Vatica najibiana
- Conservation status: Endangered (IUCN 3.1)

Scientific classification
- Kingdom: Plantae
- Clade: Embryophytes
- Clade: Tracheophytes
- Clade: Angiosperms
- Clade: Eudicots
- Clade: Rosids
- Order: Malvales
- Family: Dipterocarpaceae
- Genus: Vatica
- Species: V. najibiana
- Binomial name: Vatica najibiana Ummul-Nazrah

= Vatica najibiana =

- Genus: Vatica
- Species: najibiana
- Authority: Ummul-Nazrah
- Conservation status: EN

Species of flowering plant

Vatica najibiana is a species of dipterocarp tree.
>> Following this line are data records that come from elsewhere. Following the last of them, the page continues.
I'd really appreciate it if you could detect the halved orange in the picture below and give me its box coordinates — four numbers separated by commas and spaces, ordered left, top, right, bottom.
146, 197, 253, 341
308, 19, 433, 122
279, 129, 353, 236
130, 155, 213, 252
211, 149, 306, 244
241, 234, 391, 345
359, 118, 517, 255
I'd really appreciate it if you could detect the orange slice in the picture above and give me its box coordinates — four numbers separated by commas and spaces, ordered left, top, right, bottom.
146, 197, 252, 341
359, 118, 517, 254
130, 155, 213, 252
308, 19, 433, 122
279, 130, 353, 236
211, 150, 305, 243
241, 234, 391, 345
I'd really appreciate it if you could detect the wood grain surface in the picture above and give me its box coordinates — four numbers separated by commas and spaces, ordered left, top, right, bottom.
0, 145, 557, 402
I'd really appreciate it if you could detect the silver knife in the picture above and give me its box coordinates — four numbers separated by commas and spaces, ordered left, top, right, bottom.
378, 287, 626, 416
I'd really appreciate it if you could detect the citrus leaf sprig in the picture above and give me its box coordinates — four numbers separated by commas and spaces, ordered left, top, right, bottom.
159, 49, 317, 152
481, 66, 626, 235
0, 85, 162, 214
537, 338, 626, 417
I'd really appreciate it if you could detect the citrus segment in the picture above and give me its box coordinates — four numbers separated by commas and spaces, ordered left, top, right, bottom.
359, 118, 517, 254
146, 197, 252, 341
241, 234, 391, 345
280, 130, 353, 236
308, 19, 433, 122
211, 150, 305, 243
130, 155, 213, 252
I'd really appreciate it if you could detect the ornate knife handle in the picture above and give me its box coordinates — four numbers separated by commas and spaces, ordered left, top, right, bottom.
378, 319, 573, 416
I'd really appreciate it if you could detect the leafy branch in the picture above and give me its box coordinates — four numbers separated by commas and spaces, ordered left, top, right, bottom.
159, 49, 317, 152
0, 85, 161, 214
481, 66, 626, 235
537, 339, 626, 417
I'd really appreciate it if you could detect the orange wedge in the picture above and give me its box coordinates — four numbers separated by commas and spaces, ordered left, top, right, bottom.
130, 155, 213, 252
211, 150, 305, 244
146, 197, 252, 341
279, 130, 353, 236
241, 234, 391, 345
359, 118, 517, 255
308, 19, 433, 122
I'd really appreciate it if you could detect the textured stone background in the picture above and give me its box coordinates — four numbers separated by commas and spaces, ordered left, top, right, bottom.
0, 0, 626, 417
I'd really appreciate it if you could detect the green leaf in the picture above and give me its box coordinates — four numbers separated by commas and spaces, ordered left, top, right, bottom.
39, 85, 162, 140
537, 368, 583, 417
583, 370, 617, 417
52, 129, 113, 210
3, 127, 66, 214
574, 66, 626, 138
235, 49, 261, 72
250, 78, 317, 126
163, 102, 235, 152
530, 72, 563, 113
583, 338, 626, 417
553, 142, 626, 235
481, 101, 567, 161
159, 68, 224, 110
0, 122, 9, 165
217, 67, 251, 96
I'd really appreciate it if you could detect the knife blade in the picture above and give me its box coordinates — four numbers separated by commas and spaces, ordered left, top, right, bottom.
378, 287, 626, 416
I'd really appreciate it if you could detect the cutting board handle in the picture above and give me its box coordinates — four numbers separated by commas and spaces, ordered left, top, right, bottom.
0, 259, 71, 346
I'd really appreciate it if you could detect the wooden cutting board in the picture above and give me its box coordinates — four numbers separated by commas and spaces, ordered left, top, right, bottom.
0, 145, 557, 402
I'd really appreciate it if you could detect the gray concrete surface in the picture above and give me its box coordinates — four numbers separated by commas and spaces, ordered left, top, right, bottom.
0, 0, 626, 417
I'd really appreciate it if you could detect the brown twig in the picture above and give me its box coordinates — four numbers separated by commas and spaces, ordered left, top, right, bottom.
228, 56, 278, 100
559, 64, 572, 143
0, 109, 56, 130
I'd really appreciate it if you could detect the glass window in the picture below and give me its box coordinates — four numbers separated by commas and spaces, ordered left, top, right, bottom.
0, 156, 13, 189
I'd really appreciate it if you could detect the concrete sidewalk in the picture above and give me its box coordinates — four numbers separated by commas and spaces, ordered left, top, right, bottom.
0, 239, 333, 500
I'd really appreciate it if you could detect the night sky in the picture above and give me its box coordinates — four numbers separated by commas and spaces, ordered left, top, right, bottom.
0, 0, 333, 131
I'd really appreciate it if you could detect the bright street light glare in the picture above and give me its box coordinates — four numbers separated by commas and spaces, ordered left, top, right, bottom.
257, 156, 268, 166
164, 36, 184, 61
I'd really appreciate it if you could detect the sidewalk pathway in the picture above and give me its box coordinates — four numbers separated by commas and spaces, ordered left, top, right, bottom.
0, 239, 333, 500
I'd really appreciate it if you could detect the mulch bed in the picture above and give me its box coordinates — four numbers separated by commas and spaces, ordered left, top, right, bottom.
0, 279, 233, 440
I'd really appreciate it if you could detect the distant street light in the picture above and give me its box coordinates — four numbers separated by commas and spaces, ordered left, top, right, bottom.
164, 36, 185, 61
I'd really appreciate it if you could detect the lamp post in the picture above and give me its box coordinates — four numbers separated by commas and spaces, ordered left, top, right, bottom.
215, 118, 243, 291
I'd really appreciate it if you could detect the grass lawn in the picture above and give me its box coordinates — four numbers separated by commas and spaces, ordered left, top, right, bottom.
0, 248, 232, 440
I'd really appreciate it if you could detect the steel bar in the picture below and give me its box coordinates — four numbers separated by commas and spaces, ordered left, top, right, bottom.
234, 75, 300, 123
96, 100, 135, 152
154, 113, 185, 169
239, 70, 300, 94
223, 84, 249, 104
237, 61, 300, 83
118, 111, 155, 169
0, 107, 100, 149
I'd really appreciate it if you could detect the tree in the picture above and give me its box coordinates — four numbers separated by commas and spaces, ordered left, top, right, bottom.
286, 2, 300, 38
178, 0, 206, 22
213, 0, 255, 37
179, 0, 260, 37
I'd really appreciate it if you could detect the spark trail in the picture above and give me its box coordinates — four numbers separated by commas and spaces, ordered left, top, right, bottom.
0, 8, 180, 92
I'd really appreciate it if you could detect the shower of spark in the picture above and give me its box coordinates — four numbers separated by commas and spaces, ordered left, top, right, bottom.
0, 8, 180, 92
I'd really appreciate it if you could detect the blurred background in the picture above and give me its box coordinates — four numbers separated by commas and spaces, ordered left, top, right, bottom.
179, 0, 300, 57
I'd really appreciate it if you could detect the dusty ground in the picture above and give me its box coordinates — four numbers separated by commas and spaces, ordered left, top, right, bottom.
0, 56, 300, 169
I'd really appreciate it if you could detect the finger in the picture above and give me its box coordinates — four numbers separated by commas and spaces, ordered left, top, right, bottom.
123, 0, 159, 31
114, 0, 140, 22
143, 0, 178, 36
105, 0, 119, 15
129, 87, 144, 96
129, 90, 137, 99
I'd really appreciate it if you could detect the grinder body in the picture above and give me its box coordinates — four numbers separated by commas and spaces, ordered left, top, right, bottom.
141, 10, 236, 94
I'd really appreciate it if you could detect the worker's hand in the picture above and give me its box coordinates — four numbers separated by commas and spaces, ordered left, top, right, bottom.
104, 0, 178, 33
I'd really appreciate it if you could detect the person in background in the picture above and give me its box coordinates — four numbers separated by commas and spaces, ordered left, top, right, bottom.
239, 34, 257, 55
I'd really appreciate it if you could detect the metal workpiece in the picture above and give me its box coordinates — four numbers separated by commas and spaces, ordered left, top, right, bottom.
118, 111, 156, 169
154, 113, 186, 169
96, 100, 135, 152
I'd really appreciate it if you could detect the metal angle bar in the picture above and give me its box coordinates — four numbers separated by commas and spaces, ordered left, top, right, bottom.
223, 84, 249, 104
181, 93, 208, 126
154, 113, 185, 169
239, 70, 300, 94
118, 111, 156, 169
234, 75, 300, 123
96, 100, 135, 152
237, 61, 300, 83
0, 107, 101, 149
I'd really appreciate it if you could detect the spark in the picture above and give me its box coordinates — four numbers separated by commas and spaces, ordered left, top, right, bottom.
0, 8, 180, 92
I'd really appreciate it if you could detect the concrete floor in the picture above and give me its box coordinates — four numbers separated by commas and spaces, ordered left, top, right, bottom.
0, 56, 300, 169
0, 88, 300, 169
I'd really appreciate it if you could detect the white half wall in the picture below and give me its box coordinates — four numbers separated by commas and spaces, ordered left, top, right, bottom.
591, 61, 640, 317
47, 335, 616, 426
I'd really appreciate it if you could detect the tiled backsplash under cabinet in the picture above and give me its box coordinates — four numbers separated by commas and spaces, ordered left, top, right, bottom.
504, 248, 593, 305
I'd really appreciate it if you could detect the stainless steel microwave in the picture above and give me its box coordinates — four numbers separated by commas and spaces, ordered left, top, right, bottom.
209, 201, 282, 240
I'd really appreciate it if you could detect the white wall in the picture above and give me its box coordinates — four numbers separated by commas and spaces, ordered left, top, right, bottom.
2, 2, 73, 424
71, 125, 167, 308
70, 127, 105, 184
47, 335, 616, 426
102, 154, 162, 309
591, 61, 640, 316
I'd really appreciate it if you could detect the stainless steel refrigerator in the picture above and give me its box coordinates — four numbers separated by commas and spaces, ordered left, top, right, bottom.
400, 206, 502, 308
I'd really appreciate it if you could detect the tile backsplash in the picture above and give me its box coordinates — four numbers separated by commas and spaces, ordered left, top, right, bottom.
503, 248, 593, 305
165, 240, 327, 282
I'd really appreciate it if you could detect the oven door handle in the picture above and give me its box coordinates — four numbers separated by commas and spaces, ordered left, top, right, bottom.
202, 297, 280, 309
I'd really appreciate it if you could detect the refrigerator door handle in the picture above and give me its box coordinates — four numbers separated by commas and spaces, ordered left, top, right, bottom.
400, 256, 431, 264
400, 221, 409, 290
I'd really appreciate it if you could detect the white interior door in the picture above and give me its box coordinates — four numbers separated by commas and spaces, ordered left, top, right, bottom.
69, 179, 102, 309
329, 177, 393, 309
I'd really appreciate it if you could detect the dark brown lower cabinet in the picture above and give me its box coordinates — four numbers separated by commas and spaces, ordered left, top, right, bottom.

It is endemic to Peninsular Malaysia, where it is known only from the summit of two karst limestone hills in Relai Forest Reserve in Kelantan and Gua Tanggang in Pahang. It grows 7 to 8 metres tall in lowland tropical rain forest, taking root in limestone rock fissures with thick leaf litter.

The Kelantan population is threatened by ongoing logging and expanding oil palm plantations, which if they continue unchecked will threaten that population with extinction. The IUCN Red List assesses the species as Endangered.

The species was described by Abdul Rahman Ummul Nazrah in 2018.